Get your financial statements and accounting records in order — The potential acquiring company is going to dig deep into your historical financials. Way deep. You’ll need to prepare pro forma statements at both a summary and detailed level. You also need to have supporting schedules for all of your asset and liability accounts as well as supporting documentation for your revenue and expense accounts.

Providing the acquiring company with accurate financial projections is essential. Depending on the acquiring company, you may be required to provide them with:

  • Cash forecast — Weekly predictions of your company earnings and obligations: cash flow in and out.
  • Short-term projections — Generally predicts for the upcoming year, with updates weekly to monthly. These short-term projections lay the groundwork for long-term projections.
  • Multi-year plans — Three- to five-year forecasts that give the acquiring company insight into your company’s potential.

Get a financial audit performed by a CPA firm — A financial audit is the legal verification of your financial statements. Essentially, it means that a financial professional has reviewed your financial statements and given them the stamp of approval that says. This extra step will give acquiring companies confidence that the statements you have presented are fair representations of your financial condition.

Get a financial valuation provided by a valuation firm — Valuations are necessary for many reasons, but they are essential for acquisition transactions. There are a variety of models for valuation of financial assets (for more details, check out my post on Generating Your 409A Valuation), but a professional valuation firm can help you to provide a spot-on valuation that will stand up to a buyer scrutiny.

Decide whether or not you want to hire an investment banker — There are pluses and minuses to hiring an investment banker, which I will address in a future post. For now, if you do decide on hiring an investment banker, take care to choose a reputable and experienced banker who has a solid understanding of capital financing.

Of even greater importance, any potential investment banker needs to have an interest in, and good understanding of, your business — both your products/services and your clients. The banker needs to take the time to get to know your goals, strategies, strengths, and challenges. And he needs to be prepared to help you to navigate your way around any bumps you may encounter on the road to acquisition.

Make sure all of your legal information is in order — You should work with a law firm to get a standardized set of company formation docs, employee agreements, stock plan agreements, and other necessary legal documents. The investment in a reputable law firm will pay back tenfold in the time and hassle you’ll save from dealing with the acquiring company’s counsel.

You may have seen a common trend throughout this advice: hire professionals. While you may think that you can handle the due diligence process in-house, this is a big mistake. Acquisition talks require a huge investment of time and energy. Even if you have a strong core team, it still makes good sense to lighten their due diligence load by bringing on an outside “dream acquisition team.”

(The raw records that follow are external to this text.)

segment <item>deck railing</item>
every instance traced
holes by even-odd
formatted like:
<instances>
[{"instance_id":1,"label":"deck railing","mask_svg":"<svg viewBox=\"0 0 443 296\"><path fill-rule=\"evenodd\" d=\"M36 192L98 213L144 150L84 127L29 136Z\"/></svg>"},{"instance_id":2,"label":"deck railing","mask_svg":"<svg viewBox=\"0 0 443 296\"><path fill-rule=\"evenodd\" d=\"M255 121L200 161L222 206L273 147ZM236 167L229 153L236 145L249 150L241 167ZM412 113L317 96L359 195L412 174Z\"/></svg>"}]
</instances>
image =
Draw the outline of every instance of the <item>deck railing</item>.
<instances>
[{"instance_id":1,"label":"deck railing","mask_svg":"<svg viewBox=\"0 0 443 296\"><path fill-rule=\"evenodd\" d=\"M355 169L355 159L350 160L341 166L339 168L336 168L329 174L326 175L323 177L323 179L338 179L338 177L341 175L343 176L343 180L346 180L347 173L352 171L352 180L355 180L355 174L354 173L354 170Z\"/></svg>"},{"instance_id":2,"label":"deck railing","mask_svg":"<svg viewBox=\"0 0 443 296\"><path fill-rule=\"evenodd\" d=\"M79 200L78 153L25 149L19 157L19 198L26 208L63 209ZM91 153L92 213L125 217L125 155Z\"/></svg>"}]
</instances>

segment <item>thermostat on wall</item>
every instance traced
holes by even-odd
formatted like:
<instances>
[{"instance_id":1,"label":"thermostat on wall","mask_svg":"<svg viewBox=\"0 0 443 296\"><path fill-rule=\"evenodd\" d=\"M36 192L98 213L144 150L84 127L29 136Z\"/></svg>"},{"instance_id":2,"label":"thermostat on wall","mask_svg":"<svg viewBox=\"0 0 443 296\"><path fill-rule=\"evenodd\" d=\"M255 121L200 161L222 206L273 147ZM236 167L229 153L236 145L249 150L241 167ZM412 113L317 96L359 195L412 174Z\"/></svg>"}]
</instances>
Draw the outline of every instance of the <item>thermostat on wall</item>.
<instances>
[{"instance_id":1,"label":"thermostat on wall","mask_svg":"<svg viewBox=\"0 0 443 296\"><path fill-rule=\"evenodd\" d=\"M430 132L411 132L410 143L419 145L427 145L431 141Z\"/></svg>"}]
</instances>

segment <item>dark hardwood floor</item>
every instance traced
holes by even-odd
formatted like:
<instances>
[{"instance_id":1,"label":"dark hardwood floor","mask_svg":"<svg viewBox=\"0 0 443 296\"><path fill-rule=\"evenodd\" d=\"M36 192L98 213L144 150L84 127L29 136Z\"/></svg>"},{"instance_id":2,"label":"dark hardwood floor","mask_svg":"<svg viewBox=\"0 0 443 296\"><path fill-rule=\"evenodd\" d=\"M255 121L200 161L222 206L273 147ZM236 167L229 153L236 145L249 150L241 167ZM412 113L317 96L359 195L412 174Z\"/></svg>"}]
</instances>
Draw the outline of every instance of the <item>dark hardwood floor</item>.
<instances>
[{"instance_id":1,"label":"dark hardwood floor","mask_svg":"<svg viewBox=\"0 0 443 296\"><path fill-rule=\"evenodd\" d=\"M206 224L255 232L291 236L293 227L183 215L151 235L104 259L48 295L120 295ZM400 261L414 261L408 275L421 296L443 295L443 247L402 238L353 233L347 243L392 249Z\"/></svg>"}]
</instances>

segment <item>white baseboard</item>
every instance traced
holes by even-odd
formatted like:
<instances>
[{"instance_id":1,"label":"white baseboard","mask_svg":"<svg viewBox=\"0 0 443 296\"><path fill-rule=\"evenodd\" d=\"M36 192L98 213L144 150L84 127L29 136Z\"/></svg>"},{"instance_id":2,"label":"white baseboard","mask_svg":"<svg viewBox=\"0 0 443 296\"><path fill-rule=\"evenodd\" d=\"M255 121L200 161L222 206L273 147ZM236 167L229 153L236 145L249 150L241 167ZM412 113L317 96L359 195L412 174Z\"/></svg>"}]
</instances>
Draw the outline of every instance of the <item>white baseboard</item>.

This may seem like an unnecessary cost, but it’s actually an important risk mitigation strategy. Acquisition is exciting, but it’s a process fraught with potential difficulties. How many people on your team have gone through an acquisition as compared to a professional legal team or investment banker or accountant? This is one of those times when you need to turn to professionals for support — and to give you the time you need to continue to focus on the actual day-to-day running of your company.